Representation of CTS in the form of counts, matrixes and tables.

The structure of CTS is usually considered in terms of the theory of counts, i.e. in the form of the oriented count whose tops correspond to devices, and arches – to flows (for example as in Fig. 4.2). In Fig. 4.2 numbers of tops are designated in the big italics (on the right from above from top), and numbers of flows – a small direct font (under the line of the corresponding flow).

Fig. 4.2. Representation of CTS in the form of the oriented count

The sequence of the linked arches allowing to pass from one top to another is called way. The way can be designated both through the sequence of arches, and through the sequence of tops. The way which initial top matches with final and each top, except for initial, is passed only once, is called a contour. For example, in Fig. 4.2 there are three contours (on tops): 2-3-4-2, 3-4-3 and 6-7-6.

Complex, a part of the count whose tops have the following properties is called:

• each of tops and arches of a complex enters one of the count's contours;

• if the top of i is included into a complex, then this complex includes also all tops entering contours which contain i top.

For example, on the count provided in Fig. 4.2 there are two complexes (on tops): 2-3-4 and 6-7. In the first complex two contours (2-3-4-2 and 3-4-3), and enter the second – one (6-7-6).

The traffic pattern of material flows (columns) provided in Fig. 4.2 is rather simple, and therefore allows to carry out the analysis without use of any software products. In case of more difficult scheme, it becomes difficult to carry out the analysis since by search of an optimum set of the broken-off flows of complexes it is necessary to carry out the analysis of rather large number of information and speed. When using for the analysis of structure of CTS of special algorithms there is an input problem in the computer of the block diagram, i.e. its formalization in any numerical type. Depending on the chosen analysis method, the structure of CTS is usually formalized in the form of a matrix of contiguity or in the form of the list of contiguity.

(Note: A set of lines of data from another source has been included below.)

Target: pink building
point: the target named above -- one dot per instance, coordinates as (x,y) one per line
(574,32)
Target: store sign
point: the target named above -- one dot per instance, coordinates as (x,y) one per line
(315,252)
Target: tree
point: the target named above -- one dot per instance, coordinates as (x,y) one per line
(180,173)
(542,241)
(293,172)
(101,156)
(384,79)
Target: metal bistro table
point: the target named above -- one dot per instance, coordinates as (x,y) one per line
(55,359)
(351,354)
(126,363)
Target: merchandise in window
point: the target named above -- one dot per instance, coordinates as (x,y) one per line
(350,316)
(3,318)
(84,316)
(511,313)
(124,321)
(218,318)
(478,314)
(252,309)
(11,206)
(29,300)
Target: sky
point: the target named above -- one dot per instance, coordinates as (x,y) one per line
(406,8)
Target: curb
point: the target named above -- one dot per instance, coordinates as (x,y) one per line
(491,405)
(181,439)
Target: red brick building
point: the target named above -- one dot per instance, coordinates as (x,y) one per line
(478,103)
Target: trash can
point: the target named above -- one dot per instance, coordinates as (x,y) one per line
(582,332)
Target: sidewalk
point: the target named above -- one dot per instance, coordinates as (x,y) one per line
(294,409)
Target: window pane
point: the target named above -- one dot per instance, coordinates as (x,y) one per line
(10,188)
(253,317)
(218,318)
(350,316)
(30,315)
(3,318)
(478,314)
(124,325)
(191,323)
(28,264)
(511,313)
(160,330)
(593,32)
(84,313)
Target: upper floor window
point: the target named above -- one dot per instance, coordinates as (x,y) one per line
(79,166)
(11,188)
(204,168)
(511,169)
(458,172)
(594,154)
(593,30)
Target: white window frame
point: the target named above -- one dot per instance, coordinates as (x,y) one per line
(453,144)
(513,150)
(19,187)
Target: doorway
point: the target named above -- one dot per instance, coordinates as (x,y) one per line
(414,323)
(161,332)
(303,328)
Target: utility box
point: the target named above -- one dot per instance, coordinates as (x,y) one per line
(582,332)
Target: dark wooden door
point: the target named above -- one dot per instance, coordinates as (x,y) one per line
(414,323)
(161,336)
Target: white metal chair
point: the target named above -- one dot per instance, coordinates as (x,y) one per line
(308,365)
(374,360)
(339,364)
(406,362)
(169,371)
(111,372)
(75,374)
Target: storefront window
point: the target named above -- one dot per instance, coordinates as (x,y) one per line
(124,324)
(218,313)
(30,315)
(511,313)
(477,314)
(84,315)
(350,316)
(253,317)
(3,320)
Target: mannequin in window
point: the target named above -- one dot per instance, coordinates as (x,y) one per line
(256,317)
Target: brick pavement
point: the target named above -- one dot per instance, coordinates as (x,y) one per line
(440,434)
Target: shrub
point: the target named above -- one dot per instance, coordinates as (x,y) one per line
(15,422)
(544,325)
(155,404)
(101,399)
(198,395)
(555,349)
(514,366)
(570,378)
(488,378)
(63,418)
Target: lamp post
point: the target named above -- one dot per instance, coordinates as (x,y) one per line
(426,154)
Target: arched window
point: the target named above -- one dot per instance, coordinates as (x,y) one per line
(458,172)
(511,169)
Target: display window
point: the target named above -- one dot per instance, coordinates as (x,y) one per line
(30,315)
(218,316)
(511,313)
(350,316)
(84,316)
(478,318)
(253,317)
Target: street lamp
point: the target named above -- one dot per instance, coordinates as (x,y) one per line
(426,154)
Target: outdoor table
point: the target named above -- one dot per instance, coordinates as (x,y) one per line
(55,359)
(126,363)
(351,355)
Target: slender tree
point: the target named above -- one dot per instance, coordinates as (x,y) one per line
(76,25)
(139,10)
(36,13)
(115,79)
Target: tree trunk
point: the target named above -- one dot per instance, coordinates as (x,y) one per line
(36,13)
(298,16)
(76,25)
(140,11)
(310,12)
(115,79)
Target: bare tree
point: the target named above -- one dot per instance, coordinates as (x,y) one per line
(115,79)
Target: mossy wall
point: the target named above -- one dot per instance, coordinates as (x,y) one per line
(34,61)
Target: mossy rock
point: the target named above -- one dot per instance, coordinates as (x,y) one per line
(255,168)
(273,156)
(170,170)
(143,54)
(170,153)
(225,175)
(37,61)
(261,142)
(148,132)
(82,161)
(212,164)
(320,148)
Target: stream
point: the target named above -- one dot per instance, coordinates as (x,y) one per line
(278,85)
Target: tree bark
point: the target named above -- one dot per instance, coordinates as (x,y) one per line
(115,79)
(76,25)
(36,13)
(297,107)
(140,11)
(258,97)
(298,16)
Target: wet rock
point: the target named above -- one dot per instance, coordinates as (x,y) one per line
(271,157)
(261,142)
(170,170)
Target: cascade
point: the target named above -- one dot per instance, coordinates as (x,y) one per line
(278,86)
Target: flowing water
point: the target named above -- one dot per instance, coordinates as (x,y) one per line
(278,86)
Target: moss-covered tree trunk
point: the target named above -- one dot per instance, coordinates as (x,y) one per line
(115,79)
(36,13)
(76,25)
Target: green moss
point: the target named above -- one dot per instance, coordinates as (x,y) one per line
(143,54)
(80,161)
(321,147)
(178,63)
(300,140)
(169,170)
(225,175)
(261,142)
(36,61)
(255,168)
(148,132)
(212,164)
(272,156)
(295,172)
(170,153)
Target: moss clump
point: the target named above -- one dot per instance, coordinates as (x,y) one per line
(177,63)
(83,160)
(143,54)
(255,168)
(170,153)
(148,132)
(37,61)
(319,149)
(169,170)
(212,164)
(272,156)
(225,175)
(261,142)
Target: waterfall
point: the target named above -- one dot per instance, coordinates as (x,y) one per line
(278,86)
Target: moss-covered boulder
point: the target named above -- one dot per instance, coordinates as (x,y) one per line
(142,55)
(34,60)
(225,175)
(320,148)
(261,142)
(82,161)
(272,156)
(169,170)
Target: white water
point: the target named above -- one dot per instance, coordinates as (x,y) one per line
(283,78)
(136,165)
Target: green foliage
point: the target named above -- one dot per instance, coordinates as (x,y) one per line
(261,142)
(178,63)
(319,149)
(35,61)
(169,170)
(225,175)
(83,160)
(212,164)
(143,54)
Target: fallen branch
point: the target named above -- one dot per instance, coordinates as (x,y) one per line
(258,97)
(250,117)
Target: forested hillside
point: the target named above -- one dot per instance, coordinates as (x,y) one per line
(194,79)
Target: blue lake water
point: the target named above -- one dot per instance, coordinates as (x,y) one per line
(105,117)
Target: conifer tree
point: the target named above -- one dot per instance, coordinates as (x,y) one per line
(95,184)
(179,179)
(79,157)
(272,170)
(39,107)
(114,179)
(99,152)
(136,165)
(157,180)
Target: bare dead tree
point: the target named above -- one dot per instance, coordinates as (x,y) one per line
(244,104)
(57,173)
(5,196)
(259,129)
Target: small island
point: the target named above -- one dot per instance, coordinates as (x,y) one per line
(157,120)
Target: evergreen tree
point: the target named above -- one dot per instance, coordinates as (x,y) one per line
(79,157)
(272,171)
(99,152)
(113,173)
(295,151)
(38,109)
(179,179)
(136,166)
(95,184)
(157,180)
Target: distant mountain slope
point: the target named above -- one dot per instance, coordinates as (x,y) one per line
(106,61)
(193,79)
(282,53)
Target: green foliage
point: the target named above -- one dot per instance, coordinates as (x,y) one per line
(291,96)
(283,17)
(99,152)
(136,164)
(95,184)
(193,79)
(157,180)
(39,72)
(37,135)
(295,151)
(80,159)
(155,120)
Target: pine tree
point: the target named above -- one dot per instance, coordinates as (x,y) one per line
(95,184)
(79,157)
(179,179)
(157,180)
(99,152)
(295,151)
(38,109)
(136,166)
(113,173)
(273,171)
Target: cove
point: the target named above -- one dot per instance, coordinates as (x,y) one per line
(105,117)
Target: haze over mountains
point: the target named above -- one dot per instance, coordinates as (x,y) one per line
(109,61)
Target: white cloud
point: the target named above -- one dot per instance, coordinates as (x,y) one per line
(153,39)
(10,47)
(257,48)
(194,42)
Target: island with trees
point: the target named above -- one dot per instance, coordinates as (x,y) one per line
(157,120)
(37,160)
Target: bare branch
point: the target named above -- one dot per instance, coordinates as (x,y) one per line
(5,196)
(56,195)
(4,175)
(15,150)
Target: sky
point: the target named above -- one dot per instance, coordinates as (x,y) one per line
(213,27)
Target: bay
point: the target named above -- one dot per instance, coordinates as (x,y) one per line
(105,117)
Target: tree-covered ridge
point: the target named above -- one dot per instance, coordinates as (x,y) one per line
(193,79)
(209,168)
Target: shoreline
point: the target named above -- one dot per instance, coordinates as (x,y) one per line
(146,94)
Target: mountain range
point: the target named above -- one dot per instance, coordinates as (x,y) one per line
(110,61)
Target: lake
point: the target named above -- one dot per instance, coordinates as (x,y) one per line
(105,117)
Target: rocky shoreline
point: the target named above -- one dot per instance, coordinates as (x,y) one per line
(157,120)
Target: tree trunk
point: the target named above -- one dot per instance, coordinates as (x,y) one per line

The matrix of contiguity represents the binary table, quantity of lines and which columns are equal to quantity of tops of the count. For accounting of entrance and output flows the matrix of contiguity is added in the zero line and a column, considering as zero top – the environment. If between two tops there is a communication, to a contiguity matrix element, being on crossing of a column and line with the corresponding numbers of tops, value "1", and in case of lack of communication – "0" is appropriated. For example, for the count provided in Fig. 4.2 it is possible to constitute the following matrix of contiguity:

Fig. 4.3. Contiguity matrix

The list of contiguity for the count presented in Fig. 4.2 can be presented in the form:

Fig. 4.4. List of contiguity

 

In this list, the first line of a matrix designates number of communication of the count. Number of top from where the specified communication comes out is specified in the second line, and in the third – into what top of the count communication is included.

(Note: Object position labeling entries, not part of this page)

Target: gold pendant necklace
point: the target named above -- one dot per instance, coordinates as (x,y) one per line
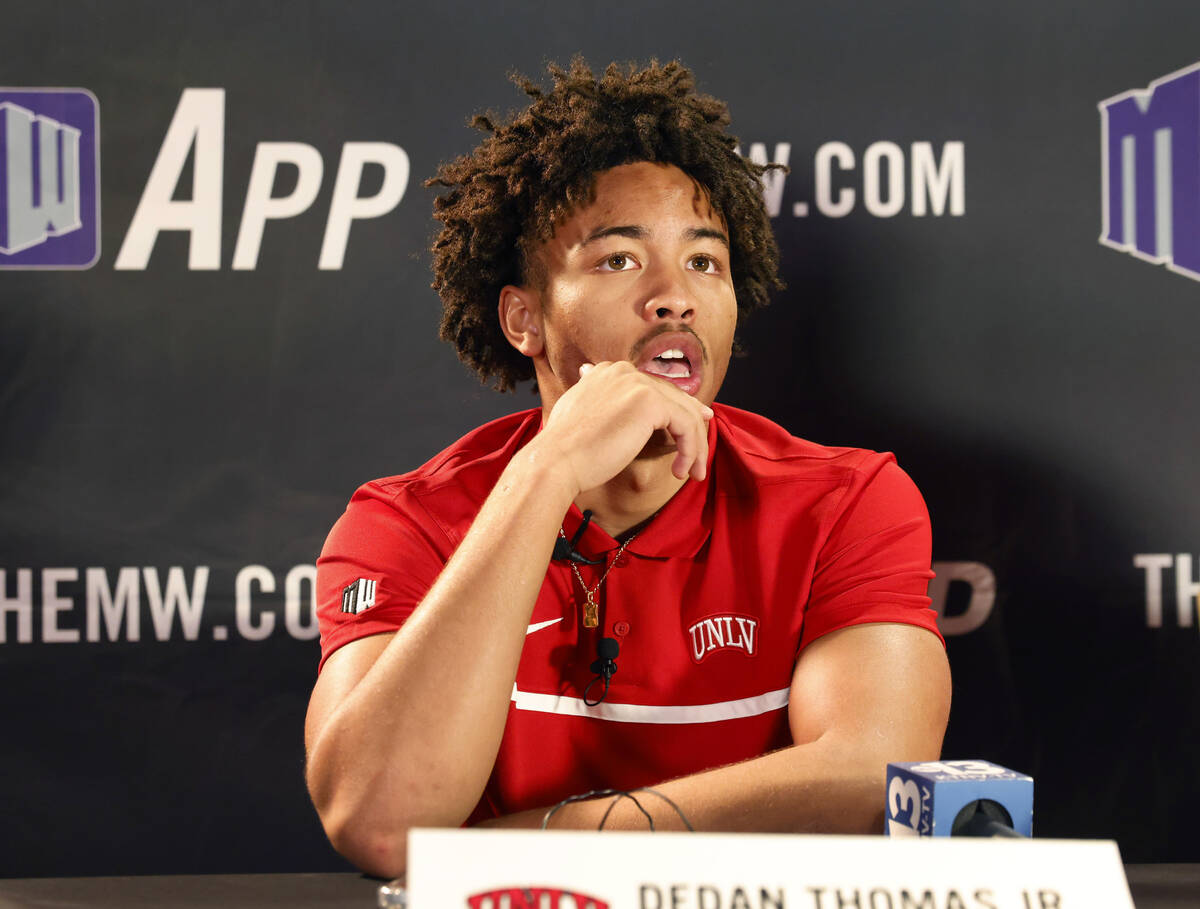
(591,605)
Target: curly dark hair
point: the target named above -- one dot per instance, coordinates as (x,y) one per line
(507,196)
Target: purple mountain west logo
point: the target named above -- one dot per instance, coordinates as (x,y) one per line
(1150,146)
(49,179)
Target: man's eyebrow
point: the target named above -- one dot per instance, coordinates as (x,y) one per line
(706,233)
(631,230)
(635,232)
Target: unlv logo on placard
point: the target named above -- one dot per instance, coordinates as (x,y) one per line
(49,204)
(534,898)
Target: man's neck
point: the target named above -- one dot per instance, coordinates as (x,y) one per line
(635,495)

Except the list of contiguity, communication of the count it is possible to present in tables of communications. For example, for the count presented in Fig. 4.2 tables of communications will look as follows:

Fig. 4.5. Tables of communications

 

The table A is called the table of entrance communications, in the table B – the table of output communications. In the first column of the table A all tops of the count, and are specified in the subsequent – numbers of tops of the count where there are communications from the corresponding numbers of the tops specified in the first column of the table. Numbers of tops of the count from where there are communications to the corresponding numbers of tops specified in the first column of the table B are specified in the table B.

Modification And yes In tables of communication are NA and NB tables of the communications differing from And yes In tables in the fact that numbers entering and leaving in the set top of communications are specified in them:

Fig. 4.6. The modified tables of communications

 

It is difficult to choose one since all ways equally well perform the functions from the specified ways of formalization of CTS and can be used without any restrictions for formalization and input in the computer of structure of CTS of any complexity. The main criterion of the choice of this or that way of formalization of CTS is the chosen algorithm of search of an optimum set of the broken links with the purpose of the translation of CTS from closed in the opened look.